Labra, who was a classroom teacher in the past, read to students at three different schools in the district on Monday.

“Literacy is vital if we want to change our lives,” Labra says. “Reading can be fun, but it can also be transformational if we allow it to be. A good book can show you new worlds or give you new content. Reading has the power to change your life and creates memories with your loved ones.”

While carefully selecting books, she made a point to choose titles that were either in Spanish or contained Spanish words.

“I want students to see a professional using the same language as their parents,” she says. “Selecting books with Spanish was my way of giving importance to the native tongue of so many of our U.S. born children.”

She chose La Princesa and the Pea by Susan Middleton Elya (a Peruvian version of "The Princess and The Pea" story) because of its mix of English and Spanish.

“I like the idea of having English-speaking students use context clues to determine the meaning of unknown words, and I love the message it sends to bilingual students that it is okay to intertwine our two languages, our two cultures.”

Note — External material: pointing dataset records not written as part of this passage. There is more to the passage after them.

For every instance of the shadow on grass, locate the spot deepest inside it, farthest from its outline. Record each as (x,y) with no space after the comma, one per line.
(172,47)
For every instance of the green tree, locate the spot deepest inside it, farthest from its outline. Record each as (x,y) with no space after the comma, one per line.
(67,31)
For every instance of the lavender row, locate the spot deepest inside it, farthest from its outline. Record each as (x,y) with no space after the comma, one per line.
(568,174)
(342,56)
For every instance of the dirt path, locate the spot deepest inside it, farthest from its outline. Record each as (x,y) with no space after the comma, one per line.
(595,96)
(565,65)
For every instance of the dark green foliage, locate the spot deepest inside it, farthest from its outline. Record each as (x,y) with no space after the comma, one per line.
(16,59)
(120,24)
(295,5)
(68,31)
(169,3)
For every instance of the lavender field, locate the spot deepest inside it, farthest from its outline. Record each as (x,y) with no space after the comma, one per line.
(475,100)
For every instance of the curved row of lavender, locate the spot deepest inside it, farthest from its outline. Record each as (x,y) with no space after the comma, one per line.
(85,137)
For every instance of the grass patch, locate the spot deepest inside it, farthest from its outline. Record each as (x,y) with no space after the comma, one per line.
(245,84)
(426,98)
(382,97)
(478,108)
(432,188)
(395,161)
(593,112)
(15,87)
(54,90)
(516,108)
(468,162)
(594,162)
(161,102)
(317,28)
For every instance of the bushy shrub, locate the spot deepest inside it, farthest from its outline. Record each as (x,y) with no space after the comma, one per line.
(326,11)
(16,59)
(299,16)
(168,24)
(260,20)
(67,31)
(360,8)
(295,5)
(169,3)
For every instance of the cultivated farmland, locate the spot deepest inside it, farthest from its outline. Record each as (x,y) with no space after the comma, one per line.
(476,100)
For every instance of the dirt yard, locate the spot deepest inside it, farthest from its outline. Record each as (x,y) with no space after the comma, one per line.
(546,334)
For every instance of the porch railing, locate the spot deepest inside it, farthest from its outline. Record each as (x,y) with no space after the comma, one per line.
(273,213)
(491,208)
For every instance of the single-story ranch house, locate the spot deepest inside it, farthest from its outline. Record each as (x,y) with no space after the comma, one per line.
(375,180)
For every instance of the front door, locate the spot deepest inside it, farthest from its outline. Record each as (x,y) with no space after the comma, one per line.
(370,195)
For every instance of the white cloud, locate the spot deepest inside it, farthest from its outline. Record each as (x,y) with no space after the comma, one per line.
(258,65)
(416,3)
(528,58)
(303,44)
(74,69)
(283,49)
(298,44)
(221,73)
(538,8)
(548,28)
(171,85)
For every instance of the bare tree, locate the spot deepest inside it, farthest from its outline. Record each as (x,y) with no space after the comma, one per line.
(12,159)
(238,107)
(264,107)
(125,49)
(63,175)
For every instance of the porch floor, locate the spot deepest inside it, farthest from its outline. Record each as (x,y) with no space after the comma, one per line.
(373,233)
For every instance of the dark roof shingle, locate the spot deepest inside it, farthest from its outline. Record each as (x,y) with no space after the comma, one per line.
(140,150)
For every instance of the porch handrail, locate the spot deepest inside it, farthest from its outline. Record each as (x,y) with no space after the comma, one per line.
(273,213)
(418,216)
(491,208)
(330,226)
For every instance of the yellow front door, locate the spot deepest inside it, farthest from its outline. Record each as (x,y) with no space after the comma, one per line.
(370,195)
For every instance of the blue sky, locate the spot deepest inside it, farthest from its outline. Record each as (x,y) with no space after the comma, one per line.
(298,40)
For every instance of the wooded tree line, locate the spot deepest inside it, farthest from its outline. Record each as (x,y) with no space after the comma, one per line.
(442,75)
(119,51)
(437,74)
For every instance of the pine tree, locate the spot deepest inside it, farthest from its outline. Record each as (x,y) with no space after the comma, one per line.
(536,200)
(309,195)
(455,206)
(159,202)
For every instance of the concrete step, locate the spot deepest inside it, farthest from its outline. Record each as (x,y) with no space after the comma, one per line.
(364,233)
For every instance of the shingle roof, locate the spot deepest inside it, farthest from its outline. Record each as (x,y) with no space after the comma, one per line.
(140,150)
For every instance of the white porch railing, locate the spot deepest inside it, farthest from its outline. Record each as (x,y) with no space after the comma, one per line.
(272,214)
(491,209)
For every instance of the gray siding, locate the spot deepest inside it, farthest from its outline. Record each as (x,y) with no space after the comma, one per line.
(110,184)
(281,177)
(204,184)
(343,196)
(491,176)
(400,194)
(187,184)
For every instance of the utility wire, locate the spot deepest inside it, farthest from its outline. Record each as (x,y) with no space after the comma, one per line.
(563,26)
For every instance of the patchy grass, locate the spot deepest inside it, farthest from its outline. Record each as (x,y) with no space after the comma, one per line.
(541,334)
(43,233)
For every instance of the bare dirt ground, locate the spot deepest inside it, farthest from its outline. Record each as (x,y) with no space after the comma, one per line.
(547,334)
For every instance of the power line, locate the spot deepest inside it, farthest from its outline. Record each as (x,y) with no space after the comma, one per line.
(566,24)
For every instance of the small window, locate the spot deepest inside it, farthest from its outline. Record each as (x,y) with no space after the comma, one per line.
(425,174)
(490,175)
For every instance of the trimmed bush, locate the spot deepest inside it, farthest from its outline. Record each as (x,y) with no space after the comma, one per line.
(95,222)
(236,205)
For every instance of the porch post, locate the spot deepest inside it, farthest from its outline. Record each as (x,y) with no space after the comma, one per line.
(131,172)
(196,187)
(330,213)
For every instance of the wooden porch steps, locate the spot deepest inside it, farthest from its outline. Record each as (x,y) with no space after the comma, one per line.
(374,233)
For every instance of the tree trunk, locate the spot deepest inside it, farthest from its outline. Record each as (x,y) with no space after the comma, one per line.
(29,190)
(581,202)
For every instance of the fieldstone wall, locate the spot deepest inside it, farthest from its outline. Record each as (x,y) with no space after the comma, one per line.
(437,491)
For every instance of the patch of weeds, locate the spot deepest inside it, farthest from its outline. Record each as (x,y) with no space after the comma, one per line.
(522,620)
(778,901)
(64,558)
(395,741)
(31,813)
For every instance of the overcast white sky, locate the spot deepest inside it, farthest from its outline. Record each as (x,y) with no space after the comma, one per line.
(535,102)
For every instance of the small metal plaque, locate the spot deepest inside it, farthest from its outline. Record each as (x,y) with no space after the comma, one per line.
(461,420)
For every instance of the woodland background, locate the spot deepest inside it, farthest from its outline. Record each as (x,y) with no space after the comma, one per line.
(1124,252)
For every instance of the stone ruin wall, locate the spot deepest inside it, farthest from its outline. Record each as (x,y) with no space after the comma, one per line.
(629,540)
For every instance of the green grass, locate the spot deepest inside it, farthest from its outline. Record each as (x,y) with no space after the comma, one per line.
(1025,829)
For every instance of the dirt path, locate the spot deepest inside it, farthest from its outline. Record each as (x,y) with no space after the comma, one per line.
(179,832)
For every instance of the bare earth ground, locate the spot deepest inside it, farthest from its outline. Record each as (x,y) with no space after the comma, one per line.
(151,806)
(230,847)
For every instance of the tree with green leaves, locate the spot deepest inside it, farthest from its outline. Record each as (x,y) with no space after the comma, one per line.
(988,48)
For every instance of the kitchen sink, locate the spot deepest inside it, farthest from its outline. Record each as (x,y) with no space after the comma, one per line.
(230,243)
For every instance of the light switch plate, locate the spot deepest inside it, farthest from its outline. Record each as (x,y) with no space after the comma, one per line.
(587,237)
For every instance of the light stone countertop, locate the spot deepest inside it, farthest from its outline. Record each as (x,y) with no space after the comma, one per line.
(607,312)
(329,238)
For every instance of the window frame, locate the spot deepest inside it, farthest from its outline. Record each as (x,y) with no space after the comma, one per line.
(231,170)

She also selected Soñadores by Yuyi Morales. Labra read to the students she would have taught if she continued as a classroom teacher this year.

“I have taught their older siblings. I know their families and some of their stories and the struggles they endured to come to our wonderful country,” she says. “In a time when immigration is a hot topic, I wanted my students to see that it is okay to talk about ‘your story.’ It is okay to be a dreamer.”

She also read ¡Estamos en un libro! By Mo Williams—“just for fun.”

Fun is a big part of World Read Aloud Day.

“A lot of times in the hustle and bustle of school reading aloud kind of gets left behind,” says Lozure. “It’s great we have a day to celebrate reading aloud.”